Recent results by Michael Gadsden1 and by Sheila Kirkwood and
Kerstin Stebel2 show that the apparent increase in the observed
frequency of noctilucent clouds over the past 30 years does
not hold up to rigorous reanalysis of the observations. I concede
that the belief in the increased frequency was widespread until
August 2002, but it is wrong. The occurrence of these clouds
does exhibit an apparent anticorrelation with the solar cycle,
but their minimum occurs before the sunspot maximum. Whether
the correlation is real or coincidental is still under study.
There is no linear trend in the occurrence of noctilucent clouds.
Among hundreds of published temperature measurements taken
near the high-latitude mesopause in summer, only one has been
as cold as 100 K. To my knowledge, even the author who published
that measurement no longer quotes it. Consensus among scientists
working in the field is that noctilucent clouds occur when
the temperature at an altitude between 80 and 88 km drops below
150 K, which occurs often at high latitudes in summer. The
average mesopause temperature at high latitudes is near 128
K. Even that value is rather sensational, the coldest temperature
on or near Earth.
It is completely new that water vapor released
at high altitudes tends to collect near the poles, and such
a statement should not be published without proof or reference.
The global circulation in the summer stratosphere and mesosphere
is upward and slightly poleward.3 The large-scale, long-term
average upward motion is a consequence of acceleration by breaking
buoyancy waves. Through adiabatic cooling, the updraft leads
to the cold temperatures that create the noctilucent clouds.
The water vapor content in the mesosphere is difficult to measure,
but appears to be near 5 parts per million by volume in summer
at high latitudes.4 The source of the vapor is still under
study. Michael H. Stevens and coauthors have published one
slightly elevated water vapor observation in the high- latitude
mesosphere,5 which may be a plume from a space shuttle launch.
It is unlikely that any significant portion of observed noctilucent
clouds should be due to shuttle launches, as those clouds have
been observed since 1884.
References
1. M. Gadsden, "Statistics of the Annual Counts of Nights on Which NLCs Were Seen," Paper given at the Mesospheric Clouds 2002 meeting in Perth, Scotland, 19-22 August 2002, Memoirs British Astron. Assoc. , vol. 45, Aurora Section.

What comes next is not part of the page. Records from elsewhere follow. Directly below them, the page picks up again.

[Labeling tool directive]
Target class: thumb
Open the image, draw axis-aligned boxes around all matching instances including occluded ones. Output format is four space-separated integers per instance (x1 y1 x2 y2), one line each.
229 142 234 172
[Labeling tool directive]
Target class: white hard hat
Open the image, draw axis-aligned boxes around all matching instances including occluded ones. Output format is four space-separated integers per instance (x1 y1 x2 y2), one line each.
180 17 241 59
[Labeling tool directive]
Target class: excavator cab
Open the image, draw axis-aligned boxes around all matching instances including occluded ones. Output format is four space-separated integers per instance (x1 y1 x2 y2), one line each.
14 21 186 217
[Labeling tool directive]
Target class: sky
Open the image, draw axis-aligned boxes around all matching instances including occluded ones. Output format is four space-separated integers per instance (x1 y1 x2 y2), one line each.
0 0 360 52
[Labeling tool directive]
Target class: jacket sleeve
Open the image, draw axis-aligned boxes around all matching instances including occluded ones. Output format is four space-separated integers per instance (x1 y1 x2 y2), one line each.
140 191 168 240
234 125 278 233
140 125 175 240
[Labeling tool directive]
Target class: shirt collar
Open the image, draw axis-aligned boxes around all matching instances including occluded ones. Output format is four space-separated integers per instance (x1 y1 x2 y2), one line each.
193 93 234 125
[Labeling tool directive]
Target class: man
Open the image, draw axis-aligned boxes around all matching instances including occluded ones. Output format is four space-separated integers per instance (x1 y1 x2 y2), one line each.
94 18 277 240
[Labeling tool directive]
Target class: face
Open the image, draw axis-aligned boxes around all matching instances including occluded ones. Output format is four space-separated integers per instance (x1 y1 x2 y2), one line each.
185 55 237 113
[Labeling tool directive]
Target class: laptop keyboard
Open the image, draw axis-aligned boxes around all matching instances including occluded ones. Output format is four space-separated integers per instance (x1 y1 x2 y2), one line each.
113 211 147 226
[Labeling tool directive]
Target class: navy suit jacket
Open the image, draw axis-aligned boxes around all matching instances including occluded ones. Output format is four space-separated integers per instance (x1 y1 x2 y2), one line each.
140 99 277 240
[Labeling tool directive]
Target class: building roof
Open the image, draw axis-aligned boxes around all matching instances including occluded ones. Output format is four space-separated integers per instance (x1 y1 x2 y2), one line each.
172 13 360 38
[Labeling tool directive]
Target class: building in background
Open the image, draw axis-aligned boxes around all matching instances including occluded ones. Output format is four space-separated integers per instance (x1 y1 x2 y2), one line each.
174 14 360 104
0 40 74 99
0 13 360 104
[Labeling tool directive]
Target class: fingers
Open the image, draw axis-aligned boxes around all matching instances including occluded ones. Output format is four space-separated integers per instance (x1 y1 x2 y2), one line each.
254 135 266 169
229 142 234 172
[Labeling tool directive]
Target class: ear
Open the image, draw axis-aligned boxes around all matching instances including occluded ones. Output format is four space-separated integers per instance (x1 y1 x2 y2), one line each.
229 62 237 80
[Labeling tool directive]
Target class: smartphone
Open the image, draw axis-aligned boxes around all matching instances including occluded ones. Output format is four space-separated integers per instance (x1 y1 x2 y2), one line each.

2. S. Kirkwood, K. Stebel, J. Geophys. Res. 108, 8440 (2003) [SPIN].
3. World Meteorological Organisation, Atmospheric Ozone 1985, WMO Global Ozone Research and Monitoring Project rep. no. 16, WMO, Geneva, Switzerland (1985).
4. C. Seele, P. Hartogh, Geophys. Res. Lett. 26, 1517 (1999) [SPIN].
5. M. H. Stevens, J. Gumbel, C. R. Englert, K. U. Grossmann, M. Rapp, P. Hartogh, Geophys. Res. Lett. 30, 1546 (2003) [SPIN].